A better grasp of the supply chain

By piloting the blockchain system, ELC seeks to enhance how it validates the authenticity and quality of vanilla in its products. As a result, it will have a better grasp of what transpires across the supply chain. 

Vanilla is a spice derived from orchids, and its essential oil is often used in beauty products. ELC uses vanilla across 125 products in Aveda, a natural cosmetics brand that figures among the many beauty companies it owns.

According to the announcement:

“The tracking technology has enabled the company to further verify compliance with sourcing standards in its supplier code of conduct, creating an immutable chain of record where claims made by each party cannot be undone later.”

The manufacturer sees the blockchain pilot project as a game-changer in the beauty industry. Furthermore, it is a stepping stone towards realizing its objective of developing robust social action plans and biodiversity for sensitive ingredient supply chains by 2025.

Complexities of the vanilla supply chain

ELC acknowledged that sourcing vanilla is not a walk in the park because it involves complicated issues, such as intensive farming, major climate challenges, and price fluctuations.

Therefore, it views the digital traceability offered by blockchain platforms as an amicable solution in scaling up the visibility needed to facilitate management. In addition, blockchain technology also mitigates complexities across the vanilla supply chain, triggered by unforeseen circumstances like global pandemics or climate change.
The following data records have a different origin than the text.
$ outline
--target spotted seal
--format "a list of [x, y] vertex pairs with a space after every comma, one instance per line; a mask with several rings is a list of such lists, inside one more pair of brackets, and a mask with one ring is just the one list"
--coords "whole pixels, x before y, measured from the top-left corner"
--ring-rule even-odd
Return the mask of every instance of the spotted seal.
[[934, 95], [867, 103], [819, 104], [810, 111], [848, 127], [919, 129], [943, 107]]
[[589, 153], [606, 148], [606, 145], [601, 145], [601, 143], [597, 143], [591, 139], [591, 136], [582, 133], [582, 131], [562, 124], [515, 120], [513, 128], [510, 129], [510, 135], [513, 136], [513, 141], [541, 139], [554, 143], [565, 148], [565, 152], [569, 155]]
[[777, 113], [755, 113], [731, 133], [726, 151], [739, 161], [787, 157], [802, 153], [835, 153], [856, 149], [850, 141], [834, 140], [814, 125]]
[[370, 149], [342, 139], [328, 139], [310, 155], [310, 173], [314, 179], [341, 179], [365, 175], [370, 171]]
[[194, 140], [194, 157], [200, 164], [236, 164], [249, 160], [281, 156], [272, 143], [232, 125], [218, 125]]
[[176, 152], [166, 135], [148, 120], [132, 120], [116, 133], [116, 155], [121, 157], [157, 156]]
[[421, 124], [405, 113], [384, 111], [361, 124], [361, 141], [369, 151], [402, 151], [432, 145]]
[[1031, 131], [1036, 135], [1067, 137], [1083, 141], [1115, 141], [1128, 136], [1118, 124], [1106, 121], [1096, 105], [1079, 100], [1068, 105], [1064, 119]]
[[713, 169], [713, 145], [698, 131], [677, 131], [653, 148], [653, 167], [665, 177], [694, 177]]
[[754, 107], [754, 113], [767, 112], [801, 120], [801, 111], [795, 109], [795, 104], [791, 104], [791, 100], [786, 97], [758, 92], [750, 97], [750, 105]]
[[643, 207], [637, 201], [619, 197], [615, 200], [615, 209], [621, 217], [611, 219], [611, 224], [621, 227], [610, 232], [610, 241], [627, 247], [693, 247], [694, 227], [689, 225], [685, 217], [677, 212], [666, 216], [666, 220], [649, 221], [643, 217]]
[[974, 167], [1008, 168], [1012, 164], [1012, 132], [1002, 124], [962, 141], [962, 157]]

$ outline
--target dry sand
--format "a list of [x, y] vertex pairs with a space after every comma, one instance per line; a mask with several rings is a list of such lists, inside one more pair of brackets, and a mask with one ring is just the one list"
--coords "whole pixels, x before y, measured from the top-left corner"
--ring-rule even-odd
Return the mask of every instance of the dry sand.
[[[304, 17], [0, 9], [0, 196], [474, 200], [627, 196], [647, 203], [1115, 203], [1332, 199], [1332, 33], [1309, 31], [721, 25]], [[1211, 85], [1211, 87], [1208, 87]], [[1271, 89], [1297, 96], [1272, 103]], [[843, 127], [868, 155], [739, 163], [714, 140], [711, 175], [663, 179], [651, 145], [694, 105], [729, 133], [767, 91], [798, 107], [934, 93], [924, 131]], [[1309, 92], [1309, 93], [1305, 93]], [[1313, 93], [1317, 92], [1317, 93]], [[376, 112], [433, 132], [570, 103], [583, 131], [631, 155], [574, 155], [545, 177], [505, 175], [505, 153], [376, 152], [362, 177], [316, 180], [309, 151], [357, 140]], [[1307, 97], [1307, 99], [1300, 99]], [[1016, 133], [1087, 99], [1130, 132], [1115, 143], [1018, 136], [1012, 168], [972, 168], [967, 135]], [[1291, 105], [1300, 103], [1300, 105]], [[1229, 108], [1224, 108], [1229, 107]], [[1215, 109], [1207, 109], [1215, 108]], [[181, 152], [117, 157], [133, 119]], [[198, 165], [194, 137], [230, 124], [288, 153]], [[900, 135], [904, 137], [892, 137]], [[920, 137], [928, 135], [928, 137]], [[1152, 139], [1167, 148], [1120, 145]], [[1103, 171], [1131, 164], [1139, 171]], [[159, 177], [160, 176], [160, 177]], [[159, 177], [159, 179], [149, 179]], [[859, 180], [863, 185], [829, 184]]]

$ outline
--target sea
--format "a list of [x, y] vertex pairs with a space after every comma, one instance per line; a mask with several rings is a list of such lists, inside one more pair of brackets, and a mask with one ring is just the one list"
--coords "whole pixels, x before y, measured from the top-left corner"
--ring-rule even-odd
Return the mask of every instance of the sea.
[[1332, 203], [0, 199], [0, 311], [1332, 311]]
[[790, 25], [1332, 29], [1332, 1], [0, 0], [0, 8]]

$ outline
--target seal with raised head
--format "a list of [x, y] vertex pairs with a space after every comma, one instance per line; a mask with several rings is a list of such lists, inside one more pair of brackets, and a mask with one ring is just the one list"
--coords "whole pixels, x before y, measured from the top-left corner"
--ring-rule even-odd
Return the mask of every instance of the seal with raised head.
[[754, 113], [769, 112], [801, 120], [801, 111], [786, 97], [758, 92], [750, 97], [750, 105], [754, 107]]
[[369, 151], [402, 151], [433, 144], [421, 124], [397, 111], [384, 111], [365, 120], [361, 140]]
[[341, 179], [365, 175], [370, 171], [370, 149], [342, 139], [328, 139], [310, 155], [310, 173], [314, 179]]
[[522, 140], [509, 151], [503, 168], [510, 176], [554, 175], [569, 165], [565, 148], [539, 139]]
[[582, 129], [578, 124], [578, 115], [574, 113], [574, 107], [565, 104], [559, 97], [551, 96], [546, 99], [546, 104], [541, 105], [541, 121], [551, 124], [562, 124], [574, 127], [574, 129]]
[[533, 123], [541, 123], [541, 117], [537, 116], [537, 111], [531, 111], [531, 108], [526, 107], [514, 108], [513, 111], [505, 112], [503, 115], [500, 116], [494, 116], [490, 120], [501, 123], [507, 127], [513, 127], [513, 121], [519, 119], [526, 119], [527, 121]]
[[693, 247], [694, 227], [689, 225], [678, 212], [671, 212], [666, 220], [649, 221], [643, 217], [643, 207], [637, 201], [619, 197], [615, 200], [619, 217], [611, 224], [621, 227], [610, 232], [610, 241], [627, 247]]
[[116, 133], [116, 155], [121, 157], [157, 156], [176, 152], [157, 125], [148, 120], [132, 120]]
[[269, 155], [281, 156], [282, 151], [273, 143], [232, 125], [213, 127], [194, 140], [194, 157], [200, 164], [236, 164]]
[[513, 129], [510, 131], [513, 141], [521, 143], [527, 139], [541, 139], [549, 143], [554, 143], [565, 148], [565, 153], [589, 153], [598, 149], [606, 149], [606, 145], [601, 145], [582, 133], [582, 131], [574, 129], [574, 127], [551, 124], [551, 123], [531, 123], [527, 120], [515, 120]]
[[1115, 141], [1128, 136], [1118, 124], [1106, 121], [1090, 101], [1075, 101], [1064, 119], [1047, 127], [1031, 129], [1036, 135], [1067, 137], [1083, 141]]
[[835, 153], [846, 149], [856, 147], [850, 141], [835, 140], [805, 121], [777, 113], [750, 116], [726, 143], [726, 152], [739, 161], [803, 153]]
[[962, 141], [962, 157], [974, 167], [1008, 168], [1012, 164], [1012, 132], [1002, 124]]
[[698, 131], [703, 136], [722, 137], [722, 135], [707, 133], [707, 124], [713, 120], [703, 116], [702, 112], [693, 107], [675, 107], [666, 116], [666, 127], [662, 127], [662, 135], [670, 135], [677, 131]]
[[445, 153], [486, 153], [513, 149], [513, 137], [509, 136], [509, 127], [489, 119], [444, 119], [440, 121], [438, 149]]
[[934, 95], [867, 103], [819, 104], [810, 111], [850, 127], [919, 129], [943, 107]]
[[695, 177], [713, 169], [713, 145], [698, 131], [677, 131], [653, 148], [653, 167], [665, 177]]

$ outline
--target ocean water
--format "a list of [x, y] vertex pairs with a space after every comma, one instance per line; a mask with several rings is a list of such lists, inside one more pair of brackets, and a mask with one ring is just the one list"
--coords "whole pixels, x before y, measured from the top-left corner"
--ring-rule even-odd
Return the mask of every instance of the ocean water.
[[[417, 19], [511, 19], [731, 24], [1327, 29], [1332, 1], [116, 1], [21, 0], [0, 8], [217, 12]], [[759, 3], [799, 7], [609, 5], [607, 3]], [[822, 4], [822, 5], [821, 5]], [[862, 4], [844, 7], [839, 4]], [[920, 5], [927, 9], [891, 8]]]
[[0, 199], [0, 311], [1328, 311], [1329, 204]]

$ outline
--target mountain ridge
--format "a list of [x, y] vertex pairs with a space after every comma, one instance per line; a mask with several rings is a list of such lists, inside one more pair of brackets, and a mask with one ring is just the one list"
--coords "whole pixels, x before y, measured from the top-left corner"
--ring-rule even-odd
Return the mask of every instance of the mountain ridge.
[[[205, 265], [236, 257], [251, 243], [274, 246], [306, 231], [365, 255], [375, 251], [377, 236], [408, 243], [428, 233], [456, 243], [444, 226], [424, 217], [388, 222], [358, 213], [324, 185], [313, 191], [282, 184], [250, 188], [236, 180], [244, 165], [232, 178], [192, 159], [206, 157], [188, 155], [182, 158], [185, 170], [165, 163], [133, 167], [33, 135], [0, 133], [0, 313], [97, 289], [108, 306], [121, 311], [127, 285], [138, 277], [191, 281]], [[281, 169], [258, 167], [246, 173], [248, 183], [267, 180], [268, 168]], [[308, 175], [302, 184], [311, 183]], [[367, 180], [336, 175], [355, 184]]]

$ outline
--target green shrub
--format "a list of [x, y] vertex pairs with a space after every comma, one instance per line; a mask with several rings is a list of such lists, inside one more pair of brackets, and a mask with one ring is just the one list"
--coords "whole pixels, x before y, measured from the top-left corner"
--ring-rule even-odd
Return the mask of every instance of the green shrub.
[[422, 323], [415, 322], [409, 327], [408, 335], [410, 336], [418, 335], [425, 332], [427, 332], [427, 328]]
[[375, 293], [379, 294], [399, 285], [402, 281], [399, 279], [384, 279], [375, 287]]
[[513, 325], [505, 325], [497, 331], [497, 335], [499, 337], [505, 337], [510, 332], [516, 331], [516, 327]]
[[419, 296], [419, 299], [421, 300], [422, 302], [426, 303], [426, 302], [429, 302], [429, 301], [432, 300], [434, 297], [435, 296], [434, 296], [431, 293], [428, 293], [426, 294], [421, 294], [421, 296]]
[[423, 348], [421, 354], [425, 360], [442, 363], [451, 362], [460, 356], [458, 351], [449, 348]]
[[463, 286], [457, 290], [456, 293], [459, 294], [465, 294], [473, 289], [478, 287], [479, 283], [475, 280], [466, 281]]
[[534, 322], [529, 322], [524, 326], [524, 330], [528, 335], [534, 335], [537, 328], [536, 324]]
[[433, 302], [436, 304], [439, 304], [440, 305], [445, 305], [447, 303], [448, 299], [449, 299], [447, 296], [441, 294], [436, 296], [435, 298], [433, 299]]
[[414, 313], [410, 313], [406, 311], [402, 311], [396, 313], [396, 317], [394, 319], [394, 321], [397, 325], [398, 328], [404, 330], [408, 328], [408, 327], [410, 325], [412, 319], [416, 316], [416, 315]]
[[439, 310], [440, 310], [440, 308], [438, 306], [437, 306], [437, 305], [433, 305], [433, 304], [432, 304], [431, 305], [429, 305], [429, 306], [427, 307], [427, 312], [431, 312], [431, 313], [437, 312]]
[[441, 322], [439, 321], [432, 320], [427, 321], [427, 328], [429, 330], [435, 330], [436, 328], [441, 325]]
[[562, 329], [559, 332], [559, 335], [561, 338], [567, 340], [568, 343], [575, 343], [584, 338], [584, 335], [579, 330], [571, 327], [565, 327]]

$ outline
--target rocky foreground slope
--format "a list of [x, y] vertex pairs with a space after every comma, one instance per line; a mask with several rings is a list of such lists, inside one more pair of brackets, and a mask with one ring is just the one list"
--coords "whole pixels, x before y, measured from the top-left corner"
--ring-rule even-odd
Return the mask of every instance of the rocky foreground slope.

The project has already kick-started with 450 Madagascan smallholder farmers on board. The blockchain program deploys an ID card and mobile app given to the farmers to track the pods. 

This cutting-edge technology enables the verification of the vanilla’s quality and source from the farmer to the production facilities in Grasse, France, and Aveda’s manufacturing facility in Minnesota, US. 

In September, the Food and Agriculture Organization (FAO) of the United Nations released a report dubbed The State of World Fisheries and Aquaculture, which viewed disruptive technologies like blockchain, the Internet of Things (IoT), robotics, and automatic identification systems (AIS) as game-changers in making the global seafood sector more sustainable and profitable.